If true, the development could lead to a significant reduction in the cost of producing "drop-in" hydrocarbon fuels that are low-carbon, sustainable and compatible with the existing fuel distribution infrastructure.
"This is a one step sugar-to-diesel process that does not require elevated temperatures, high pressures, toxic inorganic catalysts, hydrogen or complex unit operations," said Steve del Cardayre, LS9's vice president of research and development.
In an article published in Science, LS9 researchers announced the discovery of novel genes that, when expressed in the bacterium E. coli (pictured), produce alkanes, the primary hydrocarbon components of the fuels mentioned above.
Alkanes, also known as paraffins or saturated hydrocarbons, are chemical compounds that consist only of the elements carbon and hydrogen (i.e., hydrocarbons). Alkanes include methane, ethane, propane, butane and octane.

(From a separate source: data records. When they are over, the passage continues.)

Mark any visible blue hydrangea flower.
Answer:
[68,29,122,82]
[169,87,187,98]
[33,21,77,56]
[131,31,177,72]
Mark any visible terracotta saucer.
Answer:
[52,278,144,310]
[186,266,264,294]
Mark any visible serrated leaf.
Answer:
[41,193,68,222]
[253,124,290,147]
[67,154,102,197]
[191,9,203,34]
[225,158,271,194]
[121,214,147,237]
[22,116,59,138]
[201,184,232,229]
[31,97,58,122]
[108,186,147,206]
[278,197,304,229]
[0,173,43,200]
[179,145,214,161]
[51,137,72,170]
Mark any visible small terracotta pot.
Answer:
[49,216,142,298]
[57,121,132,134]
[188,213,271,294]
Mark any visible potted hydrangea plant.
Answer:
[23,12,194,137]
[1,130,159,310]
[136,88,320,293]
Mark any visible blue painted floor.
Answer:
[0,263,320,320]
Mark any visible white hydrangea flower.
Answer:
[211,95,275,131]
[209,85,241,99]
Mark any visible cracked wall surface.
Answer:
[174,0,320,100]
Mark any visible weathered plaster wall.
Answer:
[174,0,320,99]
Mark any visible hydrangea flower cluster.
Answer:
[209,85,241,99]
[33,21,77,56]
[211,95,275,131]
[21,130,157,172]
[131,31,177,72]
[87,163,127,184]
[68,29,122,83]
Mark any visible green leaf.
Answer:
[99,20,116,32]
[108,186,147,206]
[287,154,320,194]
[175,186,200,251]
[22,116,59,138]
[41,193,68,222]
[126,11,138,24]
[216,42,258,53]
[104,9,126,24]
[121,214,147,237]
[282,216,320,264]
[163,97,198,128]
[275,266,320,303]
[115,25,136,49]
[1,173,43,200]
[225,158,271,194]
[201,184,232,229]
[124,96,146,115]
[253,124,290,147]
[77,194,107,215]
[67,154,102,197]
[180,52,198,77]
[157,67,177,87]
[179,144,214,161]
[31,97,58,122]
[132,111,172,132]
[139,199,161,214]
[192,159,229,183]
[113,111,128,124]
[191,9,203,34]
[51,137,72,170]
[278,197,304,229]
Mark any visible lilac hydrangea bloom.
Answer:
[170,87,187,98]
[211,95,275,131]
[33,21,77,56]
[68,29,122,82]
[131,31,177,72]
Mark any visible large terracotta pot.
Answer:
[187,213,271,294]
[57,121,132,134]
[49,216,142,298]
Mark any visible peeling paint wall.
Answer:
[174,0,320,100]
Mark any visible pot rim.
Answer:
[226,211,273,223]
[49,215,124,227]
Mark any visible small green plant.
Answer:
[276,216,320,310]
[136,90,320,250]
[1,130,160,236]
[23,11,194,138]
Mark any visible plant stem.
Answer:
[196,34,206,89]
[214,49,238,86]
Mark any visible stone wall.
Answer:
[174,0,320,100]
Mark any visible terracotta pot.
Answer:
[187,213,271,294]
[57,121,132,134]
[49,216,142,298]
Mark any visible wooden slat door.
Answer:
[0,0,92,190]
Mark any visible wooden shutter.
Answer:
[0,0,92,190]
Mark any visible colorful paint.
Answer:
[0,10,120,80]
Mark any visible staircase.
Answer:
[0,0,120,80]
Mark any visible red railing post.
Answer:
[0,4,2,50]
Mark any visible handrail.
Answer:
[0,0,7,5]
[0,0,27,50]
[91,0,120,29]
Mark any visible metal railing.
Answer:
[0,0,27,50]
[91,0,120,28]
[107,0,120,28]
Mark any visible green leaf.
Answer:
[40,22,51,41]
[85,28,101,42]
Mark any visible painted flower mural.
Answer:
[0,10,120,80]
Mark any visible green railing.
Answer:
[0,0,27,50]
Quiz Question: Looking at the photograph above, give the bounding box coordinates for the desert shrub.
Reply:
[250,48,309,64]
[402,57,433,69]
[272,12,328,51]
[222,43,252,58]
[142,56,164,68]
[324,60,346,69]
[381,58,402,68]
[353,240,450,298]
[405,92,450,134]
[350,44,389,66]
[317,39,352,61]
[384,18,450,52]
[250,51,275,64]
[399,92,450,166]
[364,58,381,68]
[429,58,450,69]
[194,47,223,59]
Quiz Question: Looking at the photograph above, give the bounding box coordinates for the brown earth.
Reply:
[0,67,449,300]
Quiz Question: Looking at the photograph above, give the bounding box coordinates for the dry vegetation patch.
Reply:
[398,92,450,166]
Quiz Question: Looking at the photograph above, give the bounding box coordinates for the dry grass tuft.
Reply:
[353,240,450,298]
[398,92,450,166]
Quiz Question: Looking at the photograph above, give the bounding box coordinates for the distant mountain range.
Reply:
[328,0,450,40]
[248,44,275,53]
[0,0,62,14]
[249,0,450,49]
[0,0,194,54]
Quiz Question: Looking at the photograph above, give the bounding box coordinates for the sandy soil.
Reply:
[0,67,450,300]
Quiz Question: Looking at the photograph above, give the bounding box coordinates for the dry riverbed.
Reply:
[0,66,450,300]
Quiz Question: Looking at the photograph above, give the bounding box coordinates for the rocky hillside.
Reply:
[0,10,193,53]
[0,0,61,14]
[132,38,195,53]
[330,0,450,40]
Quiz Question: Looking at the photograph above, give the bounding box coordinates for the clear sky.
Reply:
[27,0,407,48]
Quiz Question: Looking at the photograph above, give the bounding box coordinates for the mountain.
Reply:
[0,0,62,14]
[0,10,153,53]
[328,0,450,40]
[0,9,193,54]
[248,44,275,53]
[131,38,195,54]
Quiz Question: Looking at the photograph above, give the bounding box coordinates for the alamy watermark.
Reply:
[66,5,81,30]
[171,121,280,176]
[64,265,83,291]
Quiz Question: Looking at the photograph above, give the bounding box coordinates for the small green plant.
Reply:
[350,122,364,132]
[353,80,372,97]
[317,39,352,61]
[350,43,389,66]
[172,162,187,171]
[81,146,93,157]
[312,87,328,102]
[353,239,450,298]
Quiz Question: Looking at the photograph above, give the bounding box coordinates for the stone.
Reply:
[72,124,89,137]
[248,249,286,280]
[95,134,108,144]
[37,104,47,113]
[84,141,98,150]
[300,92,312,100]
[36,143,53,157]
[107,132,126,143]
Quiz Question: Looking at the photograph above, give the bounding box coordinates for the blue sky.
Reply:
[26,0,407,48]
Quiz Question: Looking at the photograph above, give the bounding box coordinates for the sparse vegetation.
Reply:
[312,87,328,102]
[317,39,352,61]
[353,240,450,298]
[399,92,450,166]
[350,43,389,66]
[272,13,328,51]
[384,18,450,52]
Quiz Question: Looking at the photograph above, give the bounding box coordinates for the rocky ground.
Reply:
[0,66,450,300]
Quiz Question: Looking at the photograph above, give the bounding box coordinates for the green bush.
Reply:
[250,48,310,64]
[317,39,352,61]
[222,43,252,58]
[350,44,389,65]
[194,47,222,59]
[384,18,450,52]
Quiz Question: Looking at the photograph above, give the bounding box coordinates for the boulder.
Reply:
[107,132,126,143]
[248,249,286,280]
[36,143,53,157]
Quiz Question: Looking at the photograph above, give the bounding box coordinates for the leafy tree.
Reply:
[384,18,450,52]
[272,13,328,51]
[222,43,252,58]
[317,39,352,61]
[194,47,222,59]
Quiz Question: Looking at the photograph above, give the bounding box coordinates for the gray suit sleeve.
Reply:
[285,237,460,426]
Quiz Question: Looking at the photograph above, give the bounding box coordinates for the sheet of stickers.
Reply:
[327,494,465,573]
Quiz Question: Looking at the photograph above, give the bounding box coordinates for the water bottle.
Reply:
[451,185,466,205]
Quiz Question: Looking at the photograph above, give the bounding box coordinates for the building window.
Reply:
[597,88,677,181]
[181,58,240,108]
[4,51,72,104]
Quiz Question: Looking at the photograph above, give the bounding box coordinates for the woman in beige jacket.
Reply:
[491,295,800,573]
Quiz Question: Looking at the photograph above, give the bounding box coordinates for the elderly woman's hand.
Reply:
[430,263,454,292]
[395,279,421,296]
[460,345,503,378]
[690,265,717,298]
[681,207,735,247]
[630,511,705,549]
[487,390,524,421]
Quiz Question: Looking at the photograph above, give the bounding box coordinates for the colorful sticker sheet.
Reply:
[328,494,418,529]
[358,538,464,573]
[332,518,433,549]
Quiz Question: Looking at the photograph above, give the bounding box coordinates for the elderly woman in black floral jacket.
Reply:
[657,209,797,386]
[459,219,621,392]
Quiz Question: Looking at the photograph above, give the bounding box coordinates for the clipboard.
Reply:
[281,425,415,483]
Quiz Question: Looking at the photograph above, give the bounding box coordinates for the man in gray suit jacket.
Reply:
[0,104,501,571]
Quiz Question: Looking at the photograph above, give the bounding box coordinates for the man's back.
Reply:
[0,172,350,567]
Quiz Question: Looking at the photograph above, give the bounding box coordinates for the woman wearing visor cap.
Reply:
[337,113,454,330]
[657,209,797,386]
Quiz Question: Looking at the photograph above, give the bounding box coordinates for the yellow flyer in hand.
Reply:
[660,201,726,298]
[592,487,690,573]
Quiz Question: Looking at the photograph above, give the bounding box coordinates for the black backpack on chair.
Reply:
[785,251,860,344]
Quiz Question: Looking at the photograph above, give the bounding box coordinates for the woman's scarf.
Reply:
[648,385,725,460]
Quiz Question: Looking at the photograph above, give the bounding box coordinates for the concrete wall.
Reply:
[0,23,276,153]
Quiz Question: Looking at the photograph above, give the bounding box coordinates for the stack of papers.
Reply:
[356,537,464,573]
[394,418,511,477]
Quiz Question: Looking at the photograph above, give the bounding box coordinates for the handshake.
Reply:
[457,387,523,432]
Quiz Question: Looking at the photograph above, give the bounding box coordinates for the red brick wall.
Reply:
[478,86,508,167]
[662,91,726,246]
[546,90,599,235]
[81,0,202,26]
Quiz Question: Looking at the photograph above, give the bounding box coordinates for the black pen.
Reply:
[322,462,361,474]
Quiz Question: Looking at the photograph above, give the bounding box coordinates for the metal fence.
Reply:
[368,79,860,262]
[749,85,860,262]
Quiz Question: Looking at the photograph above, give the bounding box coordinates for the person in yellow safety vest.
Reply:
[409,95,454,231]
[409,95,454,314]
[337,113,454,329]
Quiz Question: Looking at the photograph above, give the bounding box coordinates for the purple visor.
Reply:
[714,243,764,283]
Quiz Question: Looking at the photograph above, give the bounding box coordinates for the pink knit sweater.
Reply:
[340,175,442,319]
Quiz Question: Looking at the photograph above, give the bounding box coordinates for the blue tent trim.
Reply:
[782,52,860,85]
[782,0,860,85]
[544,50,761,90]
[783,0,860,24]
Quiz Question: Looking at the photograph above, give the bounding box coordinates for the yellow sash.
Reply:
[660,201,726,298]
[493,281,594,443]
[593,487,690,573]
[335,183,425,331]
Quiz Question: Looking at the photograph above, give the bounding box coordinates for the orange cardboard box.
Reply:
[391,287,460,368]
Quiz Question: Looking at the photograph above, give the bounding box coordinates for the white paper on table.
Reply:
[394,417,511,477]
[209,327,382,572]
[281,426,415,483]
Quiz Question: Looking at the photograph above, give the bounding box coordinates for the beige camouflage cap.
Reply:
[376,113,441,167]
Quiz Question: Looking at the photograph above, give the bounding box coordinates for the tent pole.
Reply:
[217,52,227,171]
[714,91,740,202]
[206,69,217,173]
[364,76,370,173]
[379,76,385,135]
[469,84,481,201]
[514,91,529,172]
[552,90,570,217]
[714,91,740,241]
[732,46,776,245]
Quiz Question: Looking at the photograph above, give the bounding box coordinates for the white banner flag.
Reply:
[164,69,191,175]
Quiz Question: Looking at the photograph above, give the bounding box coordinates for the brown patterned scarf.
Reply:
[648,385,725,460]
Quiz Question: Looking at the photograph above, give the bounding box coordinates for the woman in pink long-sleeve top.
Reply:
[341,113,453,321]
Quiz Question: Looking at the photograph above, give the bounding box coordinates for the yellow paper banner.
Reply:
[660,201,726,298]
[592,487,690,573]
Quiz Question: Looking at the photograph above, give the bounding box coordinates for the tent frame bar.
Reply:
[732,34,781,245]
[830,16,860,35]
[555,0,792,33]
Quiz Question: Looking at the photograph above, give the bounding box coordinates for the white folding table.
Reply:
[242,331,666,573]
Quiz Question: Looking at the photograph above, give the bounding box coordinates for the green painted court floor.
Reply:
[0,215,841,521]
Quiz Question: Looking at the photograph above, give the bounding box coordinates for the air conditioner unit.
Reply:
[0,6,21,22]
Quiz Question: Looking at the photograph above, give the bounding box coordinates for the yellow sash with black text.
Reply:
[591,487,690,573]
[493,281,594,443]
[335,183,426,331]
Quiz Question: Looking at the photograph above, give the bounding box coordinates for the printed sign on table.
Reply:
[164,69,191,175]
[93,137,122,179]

It is the first description of the genes responsible for alkane biosynthesis and the first example of a single-step conversion of sugar to fuel-grade alkanes by an engineered microorganism.
According to an article in Biofuels Digest, scientists have spent the last 20 years failing in their attempts to identify the genes that enable particular natural organisms to directly convert biomass into alkanes.
The LS9 team claims to have succeeded by looking into the genomes of bacteria that produce alkanes in nature, which are known as cyanobacteria.